Он с грустью посмотрел на меня.

— Хорошо. Я никуда не пойду, но ты должна помнить…

— Я все буду помнить, папочка, только ты не волнуйся за меня.

На прощание он сказал:

— Ты все-таки не забывай, что у меня никого, кроме тебя не осталось.

— И ты не забывай, — ответила я.

Мы с Васькой проводили его до калитки, и он несколько раз оглянулся, чтобы помахать мне рукой.

Когда мы теперь увидимся? И… Да нет же, конечно, увидимся.

Меня выписали на два дня раньше, чем Ваську. Ему еще надо было принять несколько последних уколов, укрепляющих нервную систему, как он выразился.

— Плюнь, я тебе хоть тысячу уколов сделаю.

— Нет уж, спасибо.

Через два дня мы выехали с мим в Одессу, где стояла сейчас группа Лапшанского. К месту прибыли вечером. Когда стали подходить к дому, в котором расположились наши ребята, Васька сказал:

— Ты только поаккуратнее, Нинка, как бы капитана паралич не разбил.

Во дворе появился Ивам.

— Нинка! — заорал он во все горло. — Ну молодчина, вовремя прикатила, мы вот-вот в десант двинем.

— Тише ты, давай сперва поцелуемся, — засмеялась я. И спросила: — А куда в десант?

— Военная тайна. Но я краем уха слышал, что в Констанцу.

— Ура! — шепотом закричала я и поднялась на крыльцо. Прошла через темные сени и заглянула в комнату.

Лапшанский с двумя офицерами стоял у стола, склонившись над картой. Когда я увидела его грузную, чуть сутуловатую фигуру, к сердцу подступило щемящее чувство неожиданной нежности и счастья. Не помня себя от нахлынувшего волнения, оттого, что мы снова все вместе, я переступила порог и сказала:

— Товарищ капитан, вы только не очень расстраивайтесь. Это — я.

О повести Маргариты Родионовой «Девчонка идет на войну»

Безыскусственная правда этой повести воскрешает в душе моей войну, образы отважных, «святых и грешных» солдат, матросов, офицеров — живых, непридуманных, в обстоятельствах реальных, и, думается, этим повесть завоевывает себе право встать в один ряд со многими произведениями о войне.

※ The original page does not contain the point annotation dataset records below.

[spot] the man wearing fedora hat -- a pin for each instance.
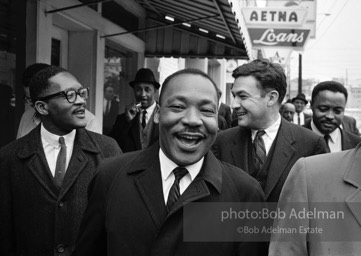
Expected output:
(135, 128)
(300, 102)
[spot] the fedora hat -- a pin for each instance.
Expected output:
(300, 96)
(145, 75)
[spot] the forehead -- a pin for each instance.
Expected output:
(247, 84)
(329, 97)
(143, 85)
(64, 81)
(191, 86)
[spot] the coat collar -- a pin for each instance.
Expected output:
(148, 180)
(33, 154)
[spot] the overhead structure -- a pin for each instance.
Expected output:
(197, 28)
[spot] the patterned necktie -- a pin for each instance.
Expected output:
(259, 155)
(60, 163)
(327, 137)
(174, 192)
(144, 122)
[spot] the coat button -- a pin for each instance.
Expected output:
(60, 248)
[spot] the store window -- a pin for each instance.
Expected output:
(119, 66)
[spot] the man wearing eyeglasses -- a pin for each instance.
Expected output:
(44, 175)
(30, 118)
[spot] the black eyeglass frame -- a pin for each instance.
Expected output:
(65, 94)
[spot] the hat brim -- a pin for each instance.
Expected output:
(155, 84)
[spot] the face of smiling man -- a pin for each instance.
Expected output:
(187, 118)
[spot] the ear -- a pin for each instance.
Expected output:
(41, 107)
(273, 98)
(156, 114)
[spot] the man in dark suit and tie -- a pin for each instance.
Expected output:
(328, 106)
(44, 176)
(136, 201)
(135, 129)
(264, 144)
(111, 109)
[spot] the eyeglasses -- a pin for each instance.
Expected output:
(70, 95)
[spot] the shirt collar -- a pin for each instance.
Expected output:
(167, 166)
(271, 131)
(53, 139)
(334, 135)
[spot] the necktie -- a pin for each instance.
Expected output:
(144, 123)
(174, 192)
(60, 163)
(327, 138)
(107, 108)
(259, 150)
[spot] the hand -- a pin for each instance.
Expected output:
(131, 111)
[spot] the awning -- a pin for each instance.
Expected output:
(205, 28)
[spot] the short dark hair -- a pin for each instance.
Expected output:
(40, 82)
(30, 72)
(332, 86)
(182, 72)
(268, 74)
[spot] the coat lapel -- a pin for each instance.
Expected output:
(240, 149)
(282, 155)
(149, 183)
(34, 157)
(211, 173)
(79, 159)
(353, 177)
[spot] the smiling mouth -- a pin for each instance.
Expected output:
(190, 141)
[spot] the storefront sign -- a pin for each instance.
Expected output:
(278, 37)
(272, 16)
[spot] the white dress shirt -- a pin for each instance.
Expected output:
(270, 134)
(51, 147)
(335, 141)
(167, 166)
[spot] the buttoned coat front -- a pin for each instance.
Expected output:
(292, 142)
(126, 214)
(36, 218)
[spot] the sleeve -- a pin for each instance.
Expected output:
(287, 238)
(7, 236)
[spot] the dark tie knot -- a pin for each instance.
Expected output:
(327, 137)
(62, 141)
(179, 173)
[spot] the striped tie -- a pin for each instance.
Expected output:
(174, 192)
(259, 150)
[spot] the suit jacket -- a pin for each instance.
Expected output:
(291, 143)
(330, 182)
(126, 214)
(225, 111)
(36, 218)
(128, 134)
(110, 117)
(349, 140)
(349, 124)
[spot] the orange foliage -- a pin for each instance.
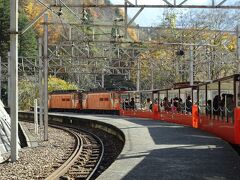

Достоинство, сила повести (как это ни странно на первый взгляд!) в ее чисто литературных «недостатках»: живая, незалитературенная жизнь, богатая характерами; даже сбивчивость ритма, дыхания усиливают достоверность этой вещи. Дивлюсь тому, как первозданно М. Родионова удержала в памяти события давних военных лет, реальных людей во всей индивидуальности их характеров. Как будто бы ветер времени не смахнул с них окопную пыль, не высушил на них брызги морских волн, не обесцветил капли крови, не заглушил их голоса. Зримо встают перед глазами Борис, Куртмалай, Лапшанский, Щитов и, конечно же, сама Нина Морозова. И витает героический дух Цезаря Кунникова, хотя этот отважный герой Малой земли и не назван по имени. Главная героиня Нина Морозова — характер несколько взбалмошный, своевольный, ершистый— живой. На нее поначалу досадуешь, временами она (лично мне) не очень-то симпатична, но с нею миришься, даже оправдываешь ее, а потом начинаешь и жалеть, и любить, убеждаясь в том, что главное в этой девчонке-подростке — не озорство и взбалмошность, а глубокие и серьезные чувства. Автор, наверное, допустил бы ошибку, если бы стал приглаживать, так сказать, «облагораживать» свою героиню.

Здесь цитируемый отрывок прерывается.